Alexi Theodore
Alexi Theodore

Reputation: 1677

Regex: How to find a pattern on words of a certain length

I am certainly not very experienced with regex but I've spent quite a while on this and I usually figure it out by now. I'm guessing someone else will have the answer right away, as my goal is very simple:

I need a simple regex to brute-singularize words (i.e remove -es or -s from the ends). The syntax for this is easy. What gets complicated is restricting it to words that are longer than 3 characters so that "US" doesn't become "U".

Here is what I am testing with:

childrens horses horse bobs us

which should match like so:

childrens horses horse bobs us

This is being done in a POSIX environment (Postgres) so that is also a bit restrictive.

Upvotes: 0

Views: 137

Answers (1)

Aleksandr Medvedev
Aleksandr Medvedev

Reputation: 8978

If I understood you correctly, this should work:

(?<=\w{3})(s|es)\b /i

Be advised that last /i is not part of regex, it's just case-insensitive flag. You also may want to add g and m flags to read entire string.
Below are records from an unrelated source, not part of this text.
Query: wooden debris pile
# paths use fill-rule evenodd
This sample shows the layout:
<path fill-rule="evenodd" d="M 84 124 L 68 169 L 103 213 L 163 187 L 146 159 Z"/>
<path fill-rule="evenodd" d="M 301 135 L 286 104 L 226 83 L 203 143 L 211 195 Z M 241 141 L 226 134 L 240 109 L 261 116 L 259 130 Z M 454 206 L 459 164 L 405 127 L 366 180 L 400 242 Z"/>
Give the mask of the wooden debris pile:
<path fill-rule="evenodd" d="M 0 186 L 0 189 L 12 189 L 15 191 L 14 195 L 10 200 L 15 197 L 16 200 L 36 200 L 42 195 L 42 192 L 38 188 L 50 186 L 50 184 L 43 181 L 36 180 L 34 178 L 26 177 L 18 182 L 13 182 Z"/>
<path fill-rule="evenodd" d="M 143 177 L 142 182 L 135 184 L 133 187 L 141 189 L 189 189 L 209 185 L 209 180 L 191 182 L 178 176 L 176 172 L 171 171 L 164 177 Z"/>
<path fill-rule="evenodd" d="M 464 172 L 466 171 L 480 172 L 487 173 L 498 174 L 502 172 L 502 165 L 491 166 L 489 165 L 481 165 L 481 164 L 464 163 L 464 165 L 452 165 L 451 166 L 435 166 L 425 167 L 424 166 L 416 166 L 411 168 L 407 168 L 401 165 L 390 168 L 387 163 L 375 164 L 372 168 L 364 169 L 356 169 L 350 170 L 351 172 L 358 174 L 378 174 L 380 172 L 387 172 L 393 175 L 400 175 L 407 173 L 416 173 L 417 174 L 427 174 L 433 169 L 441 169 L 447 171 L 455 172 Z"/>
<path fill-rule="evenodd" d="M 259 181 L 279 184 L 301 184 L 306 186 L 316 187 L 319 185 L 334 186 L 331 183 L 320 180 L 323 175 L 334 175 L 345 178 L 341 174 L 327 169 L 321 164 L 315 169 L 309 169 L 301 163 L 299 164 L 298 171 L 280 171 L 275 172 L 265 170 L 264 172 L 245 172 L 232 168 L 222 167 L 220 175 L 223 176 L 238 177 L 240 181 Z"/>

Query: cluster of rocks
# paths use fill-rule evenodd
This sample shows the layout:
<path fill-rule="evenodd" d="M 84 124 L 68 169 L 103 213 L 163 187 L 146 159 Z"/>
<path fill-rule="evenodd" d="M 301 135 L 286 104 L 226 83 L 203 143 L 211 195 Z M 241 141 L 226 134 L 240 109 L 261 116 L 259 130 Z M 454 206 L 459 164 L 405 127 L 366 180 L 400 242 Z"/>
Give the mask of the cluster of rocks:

Here is the breakdown:

  • (?<=\w{3}) - positive lookbehind, checking that there are 3 characters preceding the following pattern
  • (s|es) - a capture group, looking for characters s or es
  • \b - checking that end of a word follows right after the pattern.

Also be advised that this pattern does not differentiate words which ends with s in singular form (like proteus), and i'm very doubtful this task can be properly done by regular expression only.